Homeowner wants street put on the map, literally
A homeowner in North Las Vegas wants to put his street on the map, literally.Photo: Video by ktnv.com
North Las Vegas, NV (KTNV) -- A homeowner in North Las Vegas wants to put his street on the map, literally.
The street doesn't appear on some maps, leading to concerns for neighbors.
Paris Meadows Court is a residential road near Alexander Road and Allen Lane in North Las Vegas. We've giving you the cross streets because you may have trouble finding it. We certainly did.
"I hate standing outside telling them turn left here, right here, go straight down and you'll come to the cul-de-sac where I live," said homeowner Randy Shinn.
Shinn has lived on the street for about two years. Action News asked him what kind of reaction he gets from people who have trouble locating his street on the maps.
"A lot of them are laughing that it's been two years and they can't find the place," said Shinn. "Nobody seems to understand why."
The street has about a dozen homes. According to an official Clark County map, it's at least two and a half years old.

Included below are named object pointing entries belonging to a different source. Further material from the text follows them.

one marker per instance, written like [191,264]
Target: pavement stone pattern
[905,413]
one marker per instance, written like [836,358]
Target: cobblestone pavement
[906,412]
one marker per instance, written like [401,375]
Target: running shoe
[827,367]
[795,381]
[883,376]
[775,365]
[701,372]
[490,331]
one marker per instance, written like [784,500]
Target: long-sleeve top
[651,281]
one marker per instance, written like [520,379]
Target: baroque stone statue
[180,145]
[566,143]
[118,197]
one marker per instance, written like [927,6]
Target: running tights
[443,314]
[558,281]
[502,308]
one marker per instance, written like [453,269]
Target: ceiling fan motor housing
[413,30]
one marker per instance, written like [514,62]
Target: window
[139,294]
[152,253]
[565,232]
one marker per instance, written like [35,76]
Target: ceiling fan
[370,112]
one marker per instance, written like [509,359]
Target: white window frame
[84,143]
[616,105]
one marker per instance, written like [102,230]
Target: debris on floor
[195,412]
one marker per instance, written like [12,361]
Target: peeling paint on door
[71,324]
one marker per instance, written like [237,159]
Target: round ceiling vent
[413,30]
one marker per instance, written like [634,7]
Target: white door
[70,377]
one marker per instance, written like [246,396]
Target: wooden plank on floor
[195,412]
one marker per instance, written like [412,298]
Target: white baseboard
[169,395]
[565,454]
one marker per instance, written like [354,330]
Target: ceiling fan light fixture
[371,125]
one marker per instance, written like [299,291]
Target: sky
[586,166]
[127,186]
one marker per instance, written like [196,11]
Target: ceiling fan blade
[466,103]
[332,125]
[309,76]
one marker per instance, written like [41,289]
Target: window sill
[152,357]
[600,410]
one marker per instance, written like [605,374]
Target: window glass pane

Action News found the street listed on several websites with maps or mapping services, like the Clark County assessor's website; however, other internet map sites or services and smart phone maps could not find the street or did not list it. A reporter's smart phone's map did not list the street but we did find Paris Meadows listed on a traditional paper map, though the map doesn't say when it was published.
Shinn said he has not had trouble receiving his mail, but some delivery drivers have trouble finding him. That's an inconvenience but Shinn said he's worried about safety.
"If there's an emergency I've just wondered: does emergency services have a way to get here or will they be doing the same thing? You know, we can't find you," said Shinn.
North Las Vegas Police spokeswoman Officer Chrissie Coon said she checked Shinn's address and the street does pop up on the department dispatcher's mapping system.
So why is this street on some maps and not on others, even though it's been around for years?
The Postal Service keeps a database of new and current addresses, said spokesman David Rupert. A variety of companies, including map makers, can access updated information every few months, Rupert explained over the phone. However, Rupert said it's up to individual map makers and GPS service providers to update their maps on their own which can happen at different times because roads often change. Action News verified Shinn's address as valid through the post office's website.
"I hope to make it on the map so people who need to do the services they do can find our place," said Shinn.
Some map companies allow people to report new streets or errors on the company's website.
The county maps provided to Action News are considered public documents.
Coon said police in North Las Vegas had some trouble finding new streets during the building boom years ago but that's no longer the case now that construction has slowed.